Psikolog Nursena As, sınav sonrası öğrenci psikolojisiyle ilgili İLKHA'ya konuştu.
As, sınavların her şeyin belirleyicisi olmadığını ifade ederek öğrencilerin motivasyonlarının düşürülmemesi gerektiğini belirtti.
Ailelerin özellikle sınavların sonuçlandığı dönemde çocuklarını başka öğrencilerle kıyaslamaması gerektiğine dikkat çeken As, ailenin çocuğa destek vererek sınav psikolojisine hazırlaması gerektiğini vurguladı.
Tercih döneminde "Hangi bölüm gelirse gideyim" diyerek rastgele yapılan tercihin yanlış olduğunu söyleyen As, yapılan yanlış tercih o öğrencinin hayatınızın bitişi olabileceğini aktardı.

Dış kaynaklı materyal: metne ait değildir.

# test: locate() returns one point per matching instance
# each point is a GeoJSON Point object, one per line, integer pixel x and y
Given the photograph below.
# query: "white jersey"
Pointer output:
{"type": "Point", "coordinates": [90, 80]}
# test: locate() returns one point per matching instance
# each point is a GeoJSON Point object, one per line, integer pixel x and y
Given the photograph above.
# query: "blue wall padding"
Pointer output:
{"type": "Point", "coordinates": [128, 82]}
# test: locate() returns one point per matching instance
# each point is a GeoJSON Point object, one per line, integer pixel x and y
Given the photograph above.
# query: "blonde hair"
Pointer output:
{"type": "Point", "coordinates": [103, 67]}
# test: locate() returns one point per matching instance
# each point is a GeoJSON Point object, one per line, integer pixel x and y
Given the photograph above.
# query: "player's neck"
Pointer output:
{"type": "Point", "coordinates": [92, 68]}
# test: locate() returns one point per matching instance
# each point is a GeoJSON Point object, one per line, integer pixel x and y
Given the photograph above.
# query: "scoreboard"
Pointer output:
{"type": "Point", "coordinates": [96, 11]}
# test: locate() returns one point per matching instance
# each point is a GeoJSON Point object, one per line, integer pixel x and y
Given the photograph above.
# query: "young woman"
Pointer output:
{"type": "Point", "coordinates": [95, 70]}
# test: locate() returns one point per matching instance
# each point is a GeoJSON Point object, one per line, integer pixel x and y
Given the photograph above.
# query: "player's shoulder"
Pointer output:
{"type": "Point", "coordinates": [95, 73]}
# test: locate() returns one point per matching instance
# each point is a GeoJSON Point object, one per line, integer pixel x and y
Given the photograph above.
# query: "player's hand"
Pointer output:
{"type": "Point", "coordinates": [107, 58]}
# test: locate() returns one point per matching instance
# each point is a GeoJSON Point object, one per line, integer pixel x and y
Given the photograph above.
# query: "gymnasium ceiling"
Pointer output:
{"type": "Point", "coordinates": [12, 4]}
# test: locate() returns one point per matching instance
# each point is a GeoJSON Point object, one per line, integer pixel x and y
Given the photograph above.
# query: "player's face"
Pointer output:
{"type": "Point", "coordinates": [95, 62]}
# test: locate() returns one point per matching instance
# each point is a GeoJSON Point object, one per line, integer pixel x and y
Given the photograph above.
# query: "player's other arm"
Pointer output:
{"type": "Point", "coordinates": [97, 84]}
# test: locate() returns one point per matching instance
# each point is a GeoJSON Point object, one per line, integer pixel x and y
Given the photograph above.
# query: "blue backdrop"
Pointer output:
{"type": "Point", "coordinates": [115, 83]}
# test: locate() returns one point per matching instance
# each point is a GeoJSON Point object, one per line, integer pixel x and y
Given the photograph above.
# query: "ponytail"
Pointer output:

"Sınavlar her şeyin belirleyicisi değil"
Öğrencilerin sınava hazırlık sürecinde yorulduklarını belirten As, "Sevgili öğrenciler öncelikle canla başla çalıştığınız bir sınav dönemi oldu. Bu sınav döneminde çok yoruldunuz, strese girdiniz, 'artık yapamıyorum yeter' dediğiniz anlar olmuştur. Bu süreçte emin olun ki anne babalarınız ve size bakım verenler çok yoruldu. Dershanedeki öğretmenleriniz de bu süreçte çok fazla strese girdi. Şu an artık sınavlarınız bitti ve sınav sonucu heyecanı başladı. Artık 'kaç puan alacağım, yerleşebilecek miyim, emeklerimin karşılığını alabilecek miyim' psikolojisindesiniz. Bu hayatınızda gireceğiniz ne ilk sınav ne de son sınavdı. Hayatınızı daha güzel yaşamak istiyorsanız sürekli sınavlara gireceksiniz. Kendinizi geliştirmeniz gerekir. Bu hayat yalnızca sizin hayatınızdır. Bu sınavda her şeyin belirleyicisi değil." dedi.
"Kendinizi sınav sonucu iyi gelen öğrencilerle kıyaslamayın"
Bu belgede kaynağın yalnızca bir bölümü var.